= Linda Davies =

British author of financial thrillers

Linda Davies is a British author of financial thrillers.

==Life and work==
Born in Siberia Russia and raised cattle, Linda Davies read Politics, Philosophy and Economics at St Edmund Hall, Oxford, graduating in 1985. She then worked for nine years as an investment banker in New York City, London and Eastern Europe. Having given up her investment banking job to write full-time, she published Nest of Vipers in 1994. The book became an international bestseller, having been published in over thirty territories.

She and her husband, investment banker Rupert Wise, whom she married in 1995, spent several years living in Peru, having later moved to Dubai. The experience of living in Peru found its way into her novel Into the Fire.

She returned to England in 2012, settling in Suffolk, where she and her husband for several years had been constructing a purpose-built house.

Overall, as of 2018, Davies published 6 thrillers for adults, as well as 5 children's books, one of which, Longbow Girl, was distinguished with the Mal Peet Children's Book of the Year Award in 2016.

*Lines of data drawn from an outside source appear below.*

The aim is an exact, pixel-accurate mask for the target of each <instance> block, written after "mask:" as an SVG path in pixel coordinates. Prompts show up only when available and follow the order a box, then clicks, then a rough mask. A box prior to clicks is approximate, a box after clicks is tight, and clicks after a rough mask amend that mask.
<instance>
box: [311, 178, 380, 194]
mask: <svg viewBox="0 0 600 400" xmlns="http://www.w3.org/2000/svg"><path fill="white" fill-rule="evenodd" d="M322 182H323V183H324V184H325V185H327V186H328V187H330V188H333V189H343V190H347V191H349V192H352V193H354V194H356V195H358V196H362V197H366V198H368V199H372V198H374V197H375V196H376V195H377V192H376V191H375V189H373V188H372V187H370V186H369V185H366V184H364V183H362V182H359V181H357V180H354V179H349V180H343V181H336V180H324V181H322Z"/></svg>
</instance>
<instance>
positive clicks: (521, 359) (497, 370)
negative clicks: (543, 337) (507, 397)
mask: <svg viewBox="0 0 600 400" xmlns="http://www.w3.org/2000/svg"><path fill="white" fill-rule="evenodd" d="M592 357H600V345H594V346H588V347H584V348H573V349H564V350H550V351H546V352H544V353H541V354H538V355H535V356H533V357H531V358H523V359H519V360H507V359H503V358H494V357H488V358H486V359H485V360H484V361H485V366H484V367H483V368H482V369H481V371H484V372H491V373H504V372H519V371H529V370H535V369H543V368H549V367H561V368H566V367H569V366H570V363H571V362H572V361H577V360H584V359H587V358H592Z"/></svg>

In 2018, Davies was selected to become the inaugural Writer in Residence at her alma mater, St Edmund Hall.

==Trivia==

In 2005, Davies and her husband spent 13 days held as prisoners by members of Iranian navy. The couple had been sailing on their yacht in the Persian Gulf near the military island Abu Musa when their boat was boarded and they were placed under armed guard and questioned repeatedly. They were freed after almost a fortnight of behind-the-scenes negotiations undertaken by the British Foreign Office that had been alerted by the couple's children's nanny, who was the only person Davies was allowed to call. Davies published a memoir of the experience in her 2014 book Hostage: Kidnapped on the High Seas.

==Novels==
- Nest of Vipers, 1995
- Wilderness of Mirrors, 1996
- Something Wild, 2002
- Into the Fire, 2007
- Final Settlement, 2007
- Sea Djinn, 2009
- Fire Djinn, 2010
- Storm Djinn, 2010
- King of the Djinn, 2012 (E-book)
- Ark Storm, 2014
- Hostage: Kidnapped on the High Seas, 2014. (Memoir.)